Depois da queda do Terceiro Império na Batalha de Romano, muitas moedas diferentes entraram em circulação. Entretanto a República Federativa da Galáxia aprovou o "Crédito", que mesmo diante de toda a confusão econômica ainda era a moeda mais utilizada na Galáxia de Orião. Durante muito tempo as taxas de cambio flutuaram sem controle, e poucos faziam trocas de moedas. Mas com a consolidação do poder da República Federativa da Galáxia, e o apoio imprescindível de Muunilinst, a economia galáctica estabilizou-se e o "Crédito" ganhou a força final que necessitava.
A República Federativa da Galáxia possui e apóia a diversidade cultural na Galáxia de Orião. Restrições a eventos culturais e artistas que eram comuns na era imperial foram completamente banidas pela República Federativa da Galáxia que, ao invés, incentiva e apóia manifestações culturais diversas.
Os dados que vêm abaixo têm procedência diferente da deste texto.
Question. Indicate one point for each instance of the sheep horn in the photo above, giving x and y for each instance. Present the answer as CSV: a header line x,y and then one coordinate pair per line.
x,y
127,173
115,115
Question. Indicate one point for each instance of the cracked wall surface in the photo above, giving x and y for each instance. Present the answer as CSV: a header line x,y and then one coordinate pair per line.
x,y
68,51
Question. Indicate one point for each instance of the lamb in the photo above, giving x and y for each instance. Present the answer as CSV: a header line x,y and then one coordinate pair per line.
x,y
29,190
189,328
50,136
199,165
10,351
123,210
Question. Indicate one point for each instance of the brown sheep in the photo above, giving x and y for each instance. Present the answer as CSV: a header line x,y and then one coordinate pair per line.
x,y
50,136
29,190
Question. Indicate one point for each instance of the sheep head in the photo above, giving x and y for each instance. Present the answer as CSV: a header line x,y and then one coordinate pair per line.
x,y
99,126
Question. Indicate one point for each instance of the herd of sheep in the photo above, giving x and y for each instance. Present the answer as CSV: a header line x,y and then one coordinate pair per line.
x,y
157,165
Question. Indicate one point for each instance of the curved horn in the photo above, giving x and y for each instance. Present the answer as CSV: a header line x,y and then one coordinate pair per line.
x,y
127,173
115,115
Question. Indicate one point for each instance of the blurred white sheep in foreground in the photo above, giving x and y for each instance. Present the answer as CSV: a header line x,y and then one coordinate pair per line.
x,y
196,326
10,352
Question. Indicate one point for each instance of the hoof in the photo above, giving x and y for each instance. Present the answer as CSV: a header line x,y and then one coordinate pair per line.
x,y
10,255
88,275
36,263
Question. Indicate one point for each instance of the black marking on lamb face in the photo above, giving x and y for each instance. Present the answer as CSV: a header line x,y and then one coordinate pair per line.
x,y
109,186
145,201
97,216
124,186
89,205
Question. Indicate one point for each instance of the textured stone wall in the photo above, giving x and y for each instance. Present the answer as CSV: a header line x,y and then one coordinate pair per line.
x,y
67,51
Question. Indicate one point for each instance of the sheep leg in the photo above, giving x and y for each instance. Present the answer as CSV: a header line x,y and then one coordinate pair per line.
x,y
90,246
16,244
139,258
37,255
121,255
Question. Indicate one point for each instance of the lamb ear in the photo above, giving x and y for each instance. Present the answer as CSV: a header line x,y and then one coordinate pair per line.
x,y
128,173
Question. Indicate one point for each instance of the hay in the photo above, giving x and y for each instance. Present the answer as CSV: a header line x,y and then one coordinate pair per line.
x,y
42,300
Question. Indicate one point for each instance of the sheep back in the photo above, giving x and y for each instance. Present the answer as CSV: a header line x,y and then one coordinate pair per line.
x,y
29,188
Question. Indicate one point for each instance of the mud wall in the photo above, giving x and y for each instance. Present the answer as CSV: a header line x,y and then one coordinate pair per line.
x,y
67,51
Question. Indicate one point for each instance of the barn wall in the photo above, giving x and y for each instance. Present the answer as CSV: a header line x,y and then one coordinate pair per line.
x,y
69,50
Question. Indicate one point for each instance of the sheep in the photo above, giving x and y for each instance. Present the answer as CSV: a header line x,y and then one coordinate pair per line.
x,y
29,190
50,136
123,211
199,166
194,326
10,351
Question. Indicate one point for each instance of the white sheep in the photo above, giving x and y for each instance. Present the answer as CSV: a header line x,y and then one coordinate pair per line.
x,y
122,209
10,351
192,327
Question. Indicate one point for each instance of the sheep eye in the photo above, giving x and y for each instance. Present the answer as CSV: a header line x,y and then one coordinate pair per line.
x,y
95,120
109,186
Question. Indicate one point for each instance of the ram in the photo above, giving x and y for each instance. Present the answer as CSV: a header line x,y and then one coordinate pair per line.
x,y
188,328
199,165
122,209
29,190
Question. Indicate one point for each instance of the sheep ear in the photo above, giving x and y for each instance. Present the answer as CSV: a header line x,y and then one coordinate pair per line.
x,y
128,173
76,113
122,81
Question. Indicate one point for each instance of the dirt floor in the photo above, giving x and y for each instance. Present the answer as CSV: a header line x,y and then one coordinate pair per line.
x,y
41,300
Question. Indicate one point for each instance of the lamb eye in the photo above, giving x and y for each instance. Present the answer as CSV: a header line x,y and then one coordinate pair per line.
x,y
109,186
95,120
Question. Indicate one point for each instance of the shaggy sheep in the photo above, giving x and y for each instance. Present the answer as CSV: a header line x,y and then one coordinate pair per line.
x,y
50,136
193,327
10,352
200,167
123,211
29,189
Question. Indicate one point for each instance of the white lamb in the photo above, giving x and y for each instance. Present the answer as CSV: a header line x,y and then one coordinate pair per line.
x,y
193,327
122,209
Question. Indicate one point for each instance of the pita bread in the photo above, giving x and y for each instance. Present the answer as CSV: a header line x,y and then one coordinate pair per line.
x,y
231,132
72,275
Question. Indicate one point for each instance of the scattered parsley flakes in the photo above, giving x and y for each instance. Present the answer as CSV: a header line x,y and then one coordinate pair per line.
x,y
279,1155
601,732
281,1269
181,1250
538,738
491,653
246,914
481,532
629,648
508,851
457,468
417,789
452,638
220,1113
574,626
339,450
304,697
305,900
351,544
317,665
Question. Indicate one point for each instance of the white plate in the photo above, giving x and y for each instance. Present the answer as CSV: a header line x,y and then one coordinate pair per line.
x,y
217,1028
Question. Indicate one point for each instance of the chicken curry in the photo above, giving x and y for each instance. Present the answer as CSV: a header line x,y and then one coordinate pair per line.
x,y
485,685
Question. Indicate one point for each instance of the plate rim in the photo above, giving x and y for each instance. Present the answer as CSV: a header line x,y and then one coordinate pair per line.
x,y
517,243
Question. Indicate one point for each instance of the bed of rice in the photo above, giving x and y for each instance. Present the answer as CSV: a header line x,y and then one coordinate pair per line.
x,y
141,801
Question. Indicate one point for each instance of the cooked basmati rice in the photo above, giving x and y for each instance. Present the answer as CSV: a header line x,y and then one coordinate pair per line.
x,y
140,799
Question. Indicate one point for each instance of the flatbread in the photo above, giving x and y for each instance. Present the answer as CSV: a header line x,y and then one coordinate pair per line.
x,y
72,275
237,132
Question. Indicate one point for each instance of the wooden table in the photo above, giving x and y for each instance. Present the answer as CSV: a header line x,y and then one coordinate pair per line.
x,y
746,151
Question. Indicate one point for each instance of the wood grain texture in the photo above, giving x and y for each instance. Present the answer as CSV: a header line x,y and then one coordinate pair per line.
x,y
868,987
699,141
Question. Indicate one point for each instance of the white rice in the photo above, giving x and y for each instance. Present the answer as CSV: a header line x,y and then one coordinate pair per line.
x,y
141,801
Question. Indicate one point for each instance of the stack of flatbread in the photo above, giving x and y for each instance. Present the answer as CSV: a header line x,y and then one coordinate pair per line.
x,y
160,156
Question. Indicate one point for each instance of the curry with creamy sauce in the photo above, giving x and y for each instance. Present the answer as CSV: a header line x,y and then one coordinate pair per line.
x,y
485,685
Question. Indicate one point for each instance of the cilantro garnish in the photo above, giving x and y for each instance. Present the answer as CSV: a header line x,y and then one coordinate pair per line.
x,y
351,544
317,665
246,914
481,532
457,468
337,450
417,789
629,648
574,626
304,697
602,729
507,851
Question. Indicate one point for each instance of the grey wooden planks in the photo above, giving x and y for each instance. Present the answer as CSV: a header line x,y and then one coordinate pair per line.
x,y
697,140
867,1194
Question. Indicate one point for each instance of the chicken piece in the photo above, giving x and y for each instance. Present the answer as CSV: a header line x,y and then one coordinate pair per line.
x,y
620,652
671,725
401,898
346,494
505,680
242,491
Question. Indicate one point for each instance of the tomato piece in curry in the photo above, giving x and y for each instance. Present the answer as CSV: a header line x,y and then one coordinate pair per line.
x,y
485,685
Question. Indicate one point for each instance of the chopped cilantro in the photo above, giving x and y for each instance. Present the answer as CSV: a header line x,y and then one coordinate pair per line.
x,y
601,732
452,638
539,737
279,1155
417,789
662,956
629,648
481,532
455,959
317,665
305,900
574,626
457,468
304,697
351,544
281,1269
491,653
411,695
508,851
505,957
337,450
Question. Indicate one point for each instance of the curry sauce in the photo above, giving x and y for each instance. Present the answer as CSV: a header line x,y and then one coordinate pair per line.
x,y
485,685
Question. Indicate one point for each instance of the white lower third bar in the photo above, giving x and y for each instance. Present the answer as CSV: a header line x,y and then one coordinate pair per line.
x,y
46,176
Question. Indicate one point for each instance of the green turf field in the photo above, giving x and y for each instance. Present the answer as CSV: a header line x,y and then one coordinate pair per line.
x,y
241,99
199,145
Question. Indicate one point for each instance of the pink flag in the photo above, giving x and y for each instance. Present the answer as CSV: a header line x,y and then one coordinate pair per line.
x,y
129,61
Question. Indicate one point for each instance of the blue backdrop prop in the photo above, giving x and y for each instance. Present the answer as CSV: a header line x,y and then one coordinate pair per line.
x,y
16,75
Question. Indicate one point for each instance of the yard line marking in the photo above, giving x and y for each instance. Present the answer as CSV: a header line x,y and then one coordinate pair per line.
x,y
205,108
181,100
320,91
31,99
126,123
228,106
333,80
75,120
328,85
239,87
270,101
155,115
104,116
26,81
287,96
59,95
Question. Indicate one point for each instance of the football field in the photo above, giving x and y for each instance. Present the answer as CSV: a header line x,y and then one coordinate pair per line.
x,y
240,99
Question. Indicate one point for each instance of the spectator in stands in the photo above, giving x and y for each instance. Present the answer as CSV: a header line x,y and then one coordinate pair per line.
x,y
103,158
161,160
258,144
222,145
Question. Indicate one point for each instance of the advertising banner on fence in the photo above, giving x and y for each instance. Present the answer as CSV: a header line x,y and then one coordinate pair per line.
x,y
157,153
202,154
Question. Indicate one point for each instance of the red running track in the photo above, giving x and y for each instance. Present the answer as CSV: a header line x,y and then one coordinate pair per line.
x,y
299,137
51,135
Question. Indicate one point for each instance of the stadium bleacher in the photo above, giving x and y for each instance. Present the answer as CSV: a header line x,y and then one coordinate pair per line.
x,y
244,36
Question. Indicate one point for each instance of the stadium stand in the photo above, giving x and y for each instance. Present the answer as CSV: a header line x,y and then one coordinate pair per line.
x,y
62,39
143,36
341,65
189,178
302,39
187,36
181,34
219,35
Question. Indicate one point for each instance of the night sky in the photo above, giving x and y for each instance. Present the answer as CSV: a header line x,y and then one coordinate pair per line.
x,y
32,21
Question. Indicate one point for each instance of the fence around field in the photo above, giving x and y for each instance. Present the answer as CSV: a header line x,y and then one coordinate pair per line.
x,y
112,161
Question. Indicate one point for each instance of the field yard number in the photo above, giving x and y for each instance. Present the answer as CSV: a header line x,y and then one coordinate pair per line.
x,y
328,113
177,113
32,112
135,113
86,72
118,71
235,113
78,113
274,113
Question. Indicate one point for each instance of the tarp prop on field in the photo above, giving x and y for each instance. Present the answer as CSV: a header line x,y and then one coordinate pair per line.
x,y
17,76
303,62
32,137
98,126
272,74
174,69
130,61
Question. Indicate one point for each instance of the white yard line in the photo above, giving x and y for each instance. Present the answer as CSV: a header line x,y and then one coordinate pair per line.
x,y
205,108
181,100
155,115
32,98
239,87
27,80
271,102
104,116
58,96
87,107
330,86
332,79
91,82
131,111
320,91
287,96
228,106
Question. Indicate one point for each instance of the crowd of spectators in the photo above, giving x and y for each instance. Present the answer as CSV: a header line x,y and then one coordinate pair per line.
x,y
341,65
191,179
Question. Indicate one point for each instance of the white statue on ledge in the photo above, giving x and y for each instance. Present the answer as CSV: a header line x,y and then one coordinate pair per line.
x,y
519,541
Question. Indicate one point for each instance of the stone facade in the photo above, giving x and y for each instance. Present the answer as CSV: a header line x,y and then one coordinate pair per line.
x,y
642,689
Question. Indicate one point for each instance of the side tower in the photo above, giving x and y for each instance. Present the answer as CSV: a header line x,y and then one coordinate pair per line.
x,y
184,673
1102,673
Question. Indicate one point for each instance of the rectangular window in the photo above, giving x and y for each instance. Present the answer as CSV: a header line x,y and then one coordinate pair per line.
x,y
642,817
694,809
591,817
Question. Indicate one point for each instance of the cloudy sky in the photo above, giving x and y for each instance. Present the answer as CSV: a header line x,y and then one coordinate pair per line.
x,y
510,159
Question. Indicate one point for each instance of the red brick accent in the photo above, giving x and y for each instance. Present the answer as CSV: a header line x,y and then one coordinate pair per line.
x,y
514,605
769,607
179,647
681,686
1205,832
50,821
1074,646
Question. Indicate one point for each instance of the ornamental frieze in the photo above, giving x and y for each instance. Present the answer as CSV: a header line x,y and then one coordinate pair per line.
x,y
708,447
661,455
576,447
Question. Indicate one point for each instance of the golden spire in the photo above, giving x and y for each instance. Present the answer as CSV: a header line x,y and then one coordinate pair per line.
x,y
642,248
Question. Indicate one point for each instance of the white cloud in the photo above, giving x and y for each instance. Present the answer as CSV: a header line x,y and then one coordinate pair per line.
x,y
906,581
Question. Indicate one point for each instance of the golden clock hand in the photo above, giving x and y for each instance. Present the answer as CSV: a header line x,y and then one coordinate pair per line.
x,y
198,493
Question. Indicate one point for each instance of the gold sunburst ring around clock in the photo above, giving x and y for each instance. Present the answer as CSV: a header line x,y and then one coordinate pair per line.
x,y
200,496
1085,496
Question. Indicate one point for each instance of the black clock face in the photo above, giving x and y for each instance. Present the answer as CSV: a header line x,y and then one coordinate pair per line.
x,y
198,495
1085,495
Embora tenha sido oficialmente desmantelada e banida, a política Humanocêntrica tornou-se um legado indesejado do Terceiro Império Galáctico, já que muitas das concepções e discriminações permaneceram em prática por alguns grupos, alguns chegando a ser numerosa como a Alta Cultura Humana e a Liga HumanaAmbos numerosos e com posições de poder em suas áreas de atuação, e crentes de que a raça humana é superior as outras.
A Força de Defesa da República Federativa da Galáxia é o exército armado do sistema, e possui cinco esquadras completas de guerra, cada uma com centenas de naves de guerra, transporte, e veículos de apoio, dividindo-se entre grupos de batalha e forças especiais.
Depois da reestruturação militar, que passou a seguir um comando unificado, o antigo Ministro da Defesa passou a ser chamado de Supremo Comandante. Este posto é ocupado por um oficial designado pelo Conselho de Defesa e aprovado pelo Presidente do Senado, sendo seu único superior o Chefe de Estado.
O território da República Federativa da Galáxia variou imensamente durante sua história. Em 8 anos DBMC consistia de 600.000 planetas, e já em 9 anos DBMC representava mais da metade da Galáxia de Orião conhecida, incluindo todos os Mundos Centrais, a exceto pelo Setor Corelliano. Entretanto durante as guerras sucessivas contra novas investidas imperiais este território foi reduzido drasticamente. Em 15 anos DBMC, enfraquecida, a República Federativa da Galáxia representava apenas 11.000 planetas, não por tanta eficiência do Terceiro Império, mas que diante da guerra muitos planetas e sistemas optaram pela neutralidade. Entretanto em 19 anos DBMC, a República Federativa da Galáxia fortaleceu-se diante do acordo de paz com os Remanescentes do Terceiro Império.
A capital da República Federativa da Galáxia é Coruscante, e os planetas associados vão desde o Núcleo até as bordas com as Regiões Desconhecidas do espaço. Uma das poucas regiões com grande representatividade é conhecida como Região da Fronteira, que nada mais é do que a região que abria os planetas dirigidos pelos Remanescentes do Terceiro Império.